Enter Template-Based SQL Generation. Based on our experience (and tons of ETL code written) we have extracted a set of SQL 'patterns' common to ETL (ELT) tasks. The patterns are converted into templates for processing by a template engine (eg. Apache Velocity), each one realizing a separate SQL fragment, a full SQL statement or a complete sequence of commands implementing a complex process. Template engine merges patterns and mappings into executable SQL statements so instead of going as deep as full decomposition we only separate and extract mappings (structure) and template (process) parts of SQL. This limits us to only a set of predefined templates, but anyone can add new or customize the existing ones.

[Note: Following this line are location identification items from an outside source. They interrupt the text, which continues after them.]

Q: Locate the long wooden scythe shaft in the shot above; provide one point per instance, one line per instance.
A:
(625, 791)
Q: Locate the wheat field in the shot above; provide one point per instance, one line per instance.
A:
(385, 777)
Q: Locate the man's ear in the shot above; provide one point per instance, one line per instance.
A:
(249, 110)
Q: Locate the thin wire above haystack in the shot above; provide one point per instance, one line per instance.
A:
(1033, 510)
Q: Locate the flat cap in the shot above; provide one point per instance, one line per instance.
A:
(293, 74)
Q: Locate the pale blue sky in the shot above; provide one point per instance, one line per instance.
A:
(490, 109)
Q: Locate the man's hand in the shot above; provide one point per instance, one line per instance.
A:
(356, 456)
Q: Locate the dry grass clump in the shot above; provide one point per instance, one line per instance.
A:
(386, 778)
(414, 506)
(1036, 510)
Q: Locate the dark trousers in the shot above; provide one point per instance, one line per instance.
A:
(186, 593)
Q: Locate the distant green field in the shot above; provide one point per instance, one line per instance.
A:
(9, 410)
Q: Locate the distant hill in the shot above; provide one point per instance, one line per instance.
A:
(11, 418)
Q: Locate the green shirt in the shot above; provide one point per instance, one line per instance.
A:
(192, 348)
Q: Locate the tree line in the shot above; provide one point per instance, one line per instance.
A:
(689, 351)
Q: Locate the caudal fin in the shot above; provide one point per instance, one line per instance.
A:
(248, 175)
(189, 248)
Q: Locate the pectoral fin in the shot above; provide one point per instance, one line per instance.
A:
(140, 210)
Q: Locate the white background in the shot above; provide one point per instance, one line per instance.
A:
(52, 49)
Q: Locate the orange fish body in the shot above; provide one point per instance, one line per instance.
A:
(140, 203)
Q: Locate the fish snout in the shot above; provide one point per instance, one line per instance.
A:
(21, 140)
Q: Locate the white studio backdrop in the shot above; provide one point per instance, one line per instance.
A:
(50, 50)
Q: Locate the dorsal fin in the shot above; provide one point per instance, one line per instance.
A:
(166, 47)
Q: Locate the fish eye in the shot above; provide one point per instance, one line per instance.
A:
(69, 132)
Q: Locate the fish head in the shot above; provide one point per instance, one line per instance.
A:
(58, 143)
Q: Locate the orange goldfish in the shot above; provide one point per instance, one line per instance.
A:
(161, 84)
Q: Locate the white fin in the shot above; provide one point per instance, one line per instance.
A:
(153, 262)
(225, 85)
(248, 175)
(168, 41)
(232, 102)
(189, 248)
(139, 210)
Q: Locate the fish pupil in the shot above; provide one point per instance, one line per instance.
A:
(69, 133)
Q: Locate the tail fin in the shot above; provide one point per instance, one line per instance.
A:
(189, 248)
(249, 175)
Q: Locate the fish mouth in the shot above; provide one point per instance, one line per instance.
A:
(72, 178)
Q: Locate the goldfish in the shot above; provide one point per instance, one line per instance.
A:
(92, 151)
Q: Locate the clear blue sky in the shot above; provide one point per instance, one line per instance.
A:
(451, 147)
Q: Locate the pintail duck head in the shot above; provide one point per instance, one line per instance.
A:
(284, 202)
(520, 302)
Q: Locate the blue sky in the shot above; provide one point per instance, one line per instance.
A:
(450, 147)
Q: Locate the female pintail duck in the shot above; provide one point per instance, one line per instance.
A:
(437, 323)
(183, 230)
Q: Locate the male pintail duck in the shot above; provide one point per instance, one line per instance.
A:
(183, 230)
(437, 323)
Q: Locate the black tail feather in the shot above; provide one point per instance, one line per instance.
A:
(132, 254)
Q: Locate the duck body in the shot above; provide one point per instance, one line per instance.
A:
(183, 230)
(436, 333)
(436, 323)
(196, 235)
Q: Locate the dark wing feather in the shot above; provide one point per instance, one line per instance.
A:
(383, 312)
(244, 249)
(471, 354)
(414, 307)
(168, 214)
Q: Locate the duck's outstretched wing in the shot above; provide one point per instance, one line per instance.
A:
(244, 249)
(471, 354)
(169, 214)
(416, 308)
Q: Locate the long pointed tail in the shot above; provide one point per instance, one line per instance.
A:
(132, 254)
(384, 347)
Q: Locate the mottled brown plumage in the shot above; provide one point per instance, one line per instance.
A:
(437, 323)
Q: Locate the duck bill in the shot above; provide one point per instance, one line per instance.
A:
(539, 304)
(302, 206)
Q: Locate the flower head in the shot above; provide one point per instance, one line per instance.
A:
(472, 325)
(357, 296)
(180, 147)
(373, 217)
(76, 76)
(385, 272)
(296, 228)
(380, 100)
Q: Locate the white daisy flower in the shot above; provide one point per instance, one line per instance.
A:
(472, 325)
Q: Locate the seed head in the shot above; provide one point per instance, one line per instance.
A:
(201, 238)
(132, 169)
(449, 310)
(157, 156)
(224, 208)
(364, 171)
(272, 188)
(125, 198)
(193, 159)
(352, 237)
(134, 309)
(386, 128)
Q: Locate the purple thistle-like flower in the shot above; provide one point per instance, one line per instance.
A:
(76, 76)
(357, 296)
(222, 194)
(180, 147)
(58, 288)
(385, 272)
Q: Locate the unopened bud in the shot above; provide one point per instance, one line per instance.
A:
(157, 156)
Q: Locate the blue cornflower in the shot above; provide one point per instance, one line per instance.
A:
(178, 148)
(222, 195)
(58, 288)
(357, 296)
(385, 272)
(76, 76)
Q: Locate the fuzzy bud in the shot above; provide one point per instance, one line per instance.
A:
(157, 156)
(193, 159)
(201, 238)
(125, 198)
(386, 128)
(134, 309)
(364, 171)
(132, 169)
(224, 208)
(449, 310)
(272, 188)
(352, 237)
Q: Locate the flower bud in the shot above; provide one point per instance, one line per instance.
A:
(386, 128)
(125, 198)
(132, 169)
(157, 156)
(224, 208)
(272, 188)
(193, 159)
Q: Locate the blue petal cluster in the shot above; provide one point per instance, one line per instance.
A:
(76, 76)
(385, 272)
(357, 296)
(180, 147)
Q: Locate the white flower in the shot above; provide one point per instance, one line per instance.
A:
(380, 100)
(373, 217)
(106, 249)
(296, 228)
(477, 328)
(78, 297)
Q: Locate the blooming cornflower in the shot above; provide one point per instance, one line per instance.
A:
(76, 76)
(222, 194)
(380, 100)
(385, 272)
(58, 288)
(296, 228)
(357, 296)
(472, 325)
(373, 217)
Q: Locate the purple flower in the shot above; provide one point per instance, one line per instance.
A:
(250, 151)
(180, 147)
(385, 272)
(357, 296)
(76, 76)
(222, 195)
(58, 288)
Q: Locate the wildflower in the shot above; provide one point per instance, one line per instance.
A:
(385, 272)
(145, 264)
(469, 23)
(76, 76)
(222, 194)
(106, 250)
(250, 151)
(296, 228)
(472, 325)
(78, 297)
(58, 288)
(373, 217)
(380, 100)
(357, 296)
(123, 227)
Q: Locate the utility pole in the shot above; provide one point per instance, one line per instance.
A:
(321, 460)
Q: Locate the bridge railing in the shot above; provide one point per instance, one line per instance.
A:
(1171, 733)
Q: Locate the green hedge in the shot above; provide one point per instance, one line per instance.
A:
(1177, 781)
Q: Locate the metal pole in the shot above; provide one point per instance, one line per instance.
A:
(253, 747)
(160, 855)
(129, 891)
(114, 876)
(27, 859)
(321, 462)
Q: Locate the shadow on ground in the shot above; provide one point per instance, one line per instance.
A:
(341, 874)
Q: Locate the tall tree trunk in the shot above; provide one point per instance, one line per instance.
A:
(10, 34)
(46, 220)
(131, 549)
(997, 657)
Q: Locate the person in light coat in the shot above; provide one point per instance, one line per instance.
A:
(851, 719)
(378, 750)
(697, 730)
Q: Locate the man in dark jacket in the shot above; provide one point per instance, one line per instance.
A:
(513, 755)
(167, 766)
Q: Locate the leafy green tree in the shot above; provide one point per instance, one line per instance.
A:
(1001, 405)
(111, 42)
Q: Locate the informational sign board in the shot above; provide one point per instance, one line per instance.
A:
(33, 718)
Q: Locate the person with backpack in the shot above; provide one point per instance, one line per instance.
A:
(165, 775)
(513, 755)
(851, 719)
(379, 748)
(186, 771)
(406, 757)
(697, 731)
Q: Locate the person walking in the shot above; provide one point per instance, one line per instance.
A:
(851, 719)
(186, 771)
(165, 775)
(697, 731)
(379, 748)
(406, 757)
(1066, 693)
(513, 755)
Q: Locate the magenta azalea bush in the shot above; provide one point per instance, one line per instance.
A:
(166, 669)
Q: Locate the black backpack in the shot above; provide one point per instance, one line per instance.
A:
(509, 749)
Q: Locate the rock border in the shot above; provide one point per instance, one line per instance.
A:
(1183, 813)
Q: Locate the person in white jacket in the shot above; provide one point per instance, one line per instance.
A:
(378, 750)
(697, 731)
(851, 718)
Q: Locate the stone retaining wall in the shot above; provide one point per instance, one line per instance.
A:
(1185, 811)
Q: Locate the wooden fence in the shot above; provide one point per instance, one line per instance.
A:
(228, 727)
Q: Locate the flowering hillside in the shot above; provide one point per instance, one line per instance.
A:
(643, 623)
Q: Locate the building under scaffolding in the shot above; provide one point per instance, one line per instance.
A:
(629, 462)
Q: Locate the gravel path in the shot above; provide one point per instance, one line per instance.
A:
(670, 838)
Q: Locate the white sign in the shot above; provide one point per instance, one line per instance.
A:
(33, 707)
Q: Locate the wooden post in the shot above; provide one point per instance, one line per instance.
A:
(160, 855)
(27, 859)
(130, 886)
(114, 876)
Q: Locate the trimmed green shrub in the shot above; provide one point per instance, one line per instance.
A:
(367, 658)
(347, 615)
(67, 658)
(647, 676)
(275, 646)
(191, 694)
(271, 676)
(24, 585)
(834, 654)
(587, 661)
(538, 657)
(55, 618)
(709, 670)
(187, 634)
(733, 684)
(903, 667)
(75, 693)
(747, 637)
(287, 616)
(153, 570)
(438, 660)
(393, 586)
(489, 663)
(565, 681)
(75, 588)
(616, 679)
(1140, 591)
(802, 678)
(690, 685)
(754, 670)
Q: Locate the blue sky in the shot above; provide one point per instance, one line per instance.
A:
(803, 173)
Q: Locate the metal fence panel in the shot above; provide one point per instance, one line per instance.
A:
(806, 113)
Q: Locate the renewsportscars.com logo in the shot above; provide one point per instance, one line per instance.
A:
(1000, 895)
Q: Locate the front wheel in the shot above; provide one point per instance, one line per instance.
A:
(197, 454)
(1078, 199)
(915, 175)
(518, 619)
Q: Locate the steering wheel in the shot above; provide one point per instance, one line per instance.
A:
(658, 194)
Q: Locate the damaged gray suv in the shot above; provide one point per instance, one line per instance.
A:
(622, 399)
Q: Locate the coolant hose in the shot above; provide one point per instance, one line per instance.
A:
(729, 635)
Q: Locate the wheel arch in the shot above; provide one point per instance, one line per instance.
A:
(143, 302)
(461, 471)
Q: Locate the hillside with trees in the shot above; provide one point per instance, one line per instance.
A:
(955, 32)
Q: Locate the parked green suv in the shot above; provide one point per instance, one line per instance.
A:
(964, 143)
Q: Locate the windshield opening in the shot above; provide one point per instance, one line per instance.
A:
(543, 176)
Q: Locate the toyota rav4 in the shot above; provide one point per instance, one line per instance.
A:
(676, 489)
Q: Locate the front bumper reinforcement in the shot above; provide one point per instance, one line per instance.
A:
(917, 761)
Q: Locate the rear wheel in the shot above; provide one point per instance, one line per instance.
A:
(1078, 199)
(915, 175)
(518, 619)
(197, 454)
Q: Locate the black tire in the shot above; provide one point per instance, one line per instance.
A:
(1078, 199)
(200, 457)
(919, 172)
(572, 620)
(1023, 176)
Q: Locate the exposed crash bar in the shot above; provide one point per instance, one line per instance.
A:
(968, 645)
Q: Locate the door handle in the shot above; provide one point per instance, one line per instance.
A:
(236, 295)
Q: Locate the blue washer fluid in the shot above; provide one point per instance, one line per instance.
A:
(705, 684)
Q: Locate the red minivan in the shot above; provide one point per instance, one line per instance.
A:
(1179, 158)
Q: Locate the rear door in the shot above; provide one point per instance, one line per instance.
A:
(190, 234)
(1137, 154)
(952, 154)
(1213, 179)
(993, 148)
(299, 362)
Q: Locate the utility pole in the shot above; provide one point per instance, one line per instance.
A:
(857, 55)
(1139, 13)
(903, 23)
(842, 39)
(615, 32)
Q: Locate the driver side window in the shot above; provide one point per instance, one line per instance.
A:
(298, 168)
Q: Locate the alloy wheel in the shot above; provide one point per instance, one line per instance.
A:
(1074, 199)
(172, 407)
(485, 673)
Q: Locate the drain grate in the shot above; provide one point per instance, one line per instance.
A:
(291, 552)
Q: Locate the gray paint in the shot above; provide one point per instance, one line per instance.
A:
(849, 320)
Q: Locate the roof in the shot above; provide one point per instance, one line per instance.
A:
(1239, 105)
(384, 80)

The important thing about this is: templates are generic and can be used with multiple different mappings/data structures. The mappings are generic as well and can be used in multiple different patterns/templates. Template engine 'instantiates' mappings and templates to create executable SQL statement 'instances' which brings us closer to OO mindset. The number of tables joined, the number of columns selected, the number of WHERE conditions etc. is arbitrary and is affected by and driven by the contents of the mappings only, ie. well-designed templates are transparent to the level of complexity of the mappings. The same template would produce quite different SQL statements driven by minor changes in mappings.

As an example, a 'basic' template-driven INSERT..SELECT statement might look like this:

INSERT INTO network (
caller
,receiver
,calls_no
)
SELECT
c.cust_a AS caller
,c.cust_b AS receiver
,c.calls AS calls_no
FROM
call c
LEFT OUTER JOIN
network n ON n.network_id = c.network_id
WHERE
...

Indicating that three consequtive mappings are actually to be treated as one complex statement with subqueries would change the generated SQL to:

INSERT INTO network (
caller
,receiver
,calls_no
)
SELECT
c.cust_a AS caller
,c.cust_b AS receiver
,c.calls AS calls_no
FROM
(SELECT
DISTINCT a.cust_id AS cust_a
,b.cust_id AS cust_b
,c.call_type::integer AS type
,c.call_length::integer AS length
,c.call_date::date AS date
FROM
(SELECT
DISTINCT r.call_type::integer AS call_type
,r.call_length::integer AS call_length
,r.call_date::date AS call_date
FROM
raw_cdr r
...

On the other hand, we might prefer cascading INSERTs through temporary tables for performance reasons, that would morph the SQL into:

SELECT
DISTINCT r.call_type::integer AS call_type
,r.call_length::integer AS call_length
,r.call_date::date AS call_date
INTO TEMP TABLE cdr
FROM
raw_cdr r
WHERE
... 

Selecting Oracle as the target platform would switch the same template over to Oracle syntax producing:

CREATE TABLE cdr AS
SELECT
DISTINCT r.call_type AS call_type
,r.call_length AS call_length
,r.call_date AS call_date
FROM
raw_cdr r
WHERE
... 

To accomplish all (or at least a lot) of this we have (so far) assembled two template 'libraries'. MMX XDTL Basic SQL Library covers a wide range of 'building blocks' for implementing complex data processing command chains: basic INSERT..SELECT, complex INSERT..SELECT with subqueries, cascaded (staged) INSERT..SELECT, UPDATE..FROM etc. MMX XDTL Basic ELT Library includes more complex multi-step patterns used in typical ELT scenarios focusing on single-table synchronisation: Full Replace, Incremental Load, Upsert, History Load etc. These pattern libraries serve the purpose of reference templates and are easily customizable to fit the unique characteristics of a specific use case.